My brother-in-law, Dave, hunts pheasant and deer. A week before hunting season, a gigantic new store for outdoorsman opened, and Dave took me along for a quick shopping trip. The store looks like one of those giant rustic log hotels you see in the national parks. It is made out of immense peeled logs, 60 or 70 feet long, as thick around as one of the oddly, prissily clean, brand spanking new pick-up trucks in the parking lot. The building almost screams “Teddy Roosevelt Slept Here,” except for the fact that it was obviously built yesterday. The testosterone is still wet.
Massive, 12-point deer heads hang along either side of the main aisle, which leads to 40-foot-tall manmade mountain in the center of the gigantic store. Climbing the mountain is a mini Noah’s Ark of stuffed animals from raccoon to grizzly, from big-horned sheep to a giant sloth. It had everything except Bigfoot.
“Why is it that being stuffed and mounted is good enough for a grizzly, but not good enough for, say, grandpa?” I asked Dave. “I miss the old guy, but I’ve never visited his grave. Now I’m thinking, why did we spring for a stone when for the price of a mid-range coffin we could have had him stuffed and put in the TV room? I think he’d go as well with our dÇcor as any stuffed elk or mountain goat.” Dave said nothing. He has learned not to listen to me.
Past Mounted Mountain on the right is the Cold and Wet Department – an endless variety of canoes, kayaks, fishing rods, tackle, waders. On the left is hunter’s paradise – rifles, shotguns, bows, arrows, deer stands. In between the two departments is everything the camper could desire – camp stoves, light-weight pots, flash lights, bug spray, tents, sleeping bags. Face it: If it’s not in this store, it doesn’t exist. An outdoors lover could drop a paycheck in here faster than you can say, “Hand me that brand new snake bite kit.”

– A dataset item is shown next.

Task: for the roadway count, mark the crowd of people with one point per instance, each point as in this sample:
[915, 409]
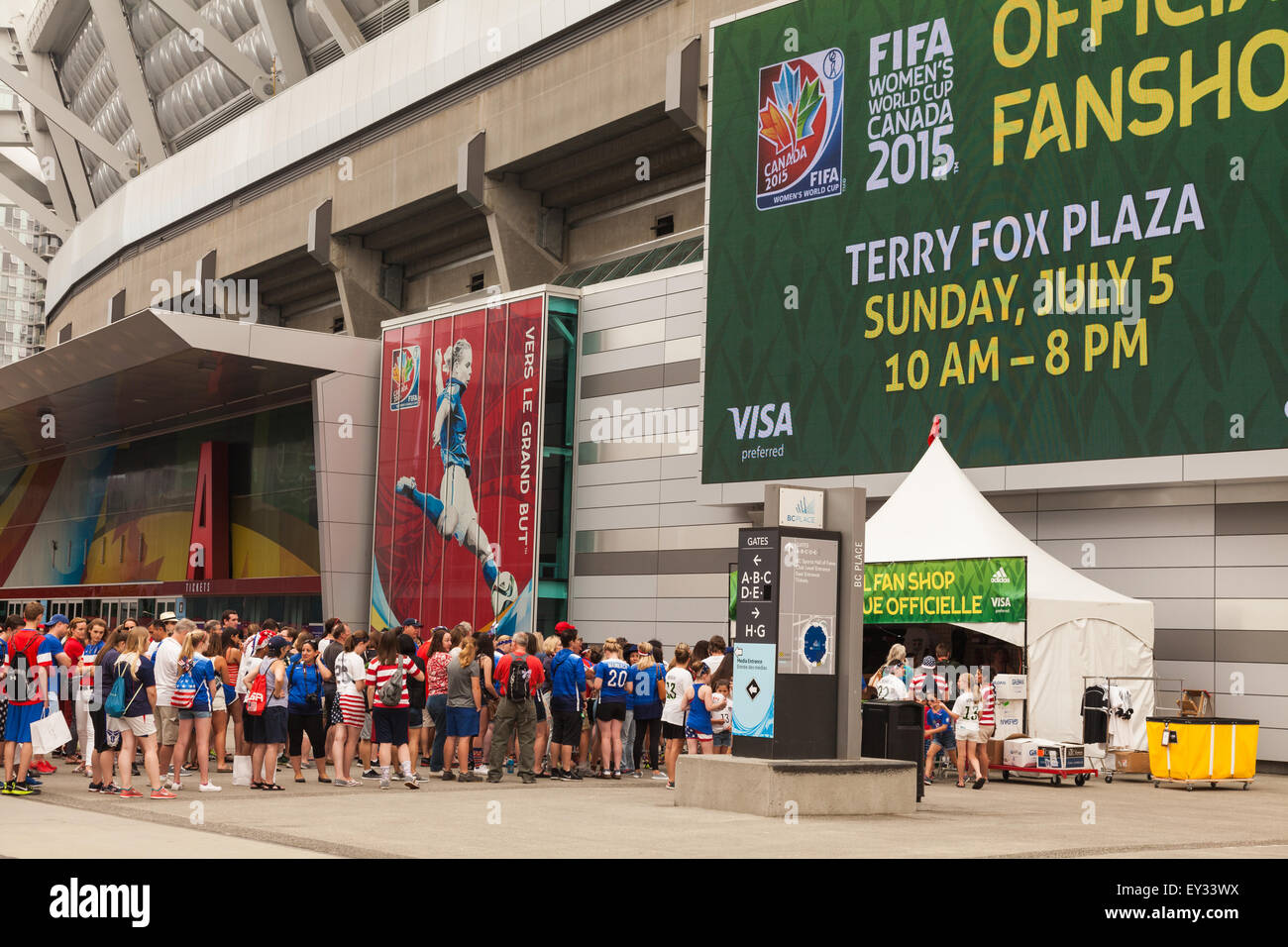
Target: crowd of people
[172, 703]
[957, 712]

I felt a little uncomfortable in there. It was sooo manly. Even the underwear they sell has a camouflage pattern on it. I saw a guy walk by pushing two toddlers in a camouflage stroller. It’s not like I’m Truman Capote, but I am quite the indoorsman. To me, game is something you play, not something you shoot. The only thing I have ever stalked is a dust bunny. And it got away. This is so far past my macho comfort level it’s off the chart.
As we’re walking around, I spot a rack of fleece jackets with a nylon shell on the outside for $19 apiece. I wear those synthetic fleece things around the house all the time because, unlike sweaters, they have pockets and you don’t have to take them to the dry cleaners, you can just toss them in the wash.
For $19, these things are a good deal. So I took off my jacket and slip one off the hanger. Just as I stick my arm into the sleeve, a salesman rushes up and says in a megaphone like voice, “Sir, those are women’s jackets!” The moment he spoke there was one of those strange moments when everything for half a second has gone deadly quiet. You could hear him from the front of the store to the back.
I guess I should have known from the camouflage panty hose that I was in the Women’s Department, but I honestly didn’t see them. They blended in too well with the camouflage bras and camouflage thongs.
To the store’s credit, they didn’t ask me to leave. It was Dave who suggested I might be more comfortable waiting for him in the car.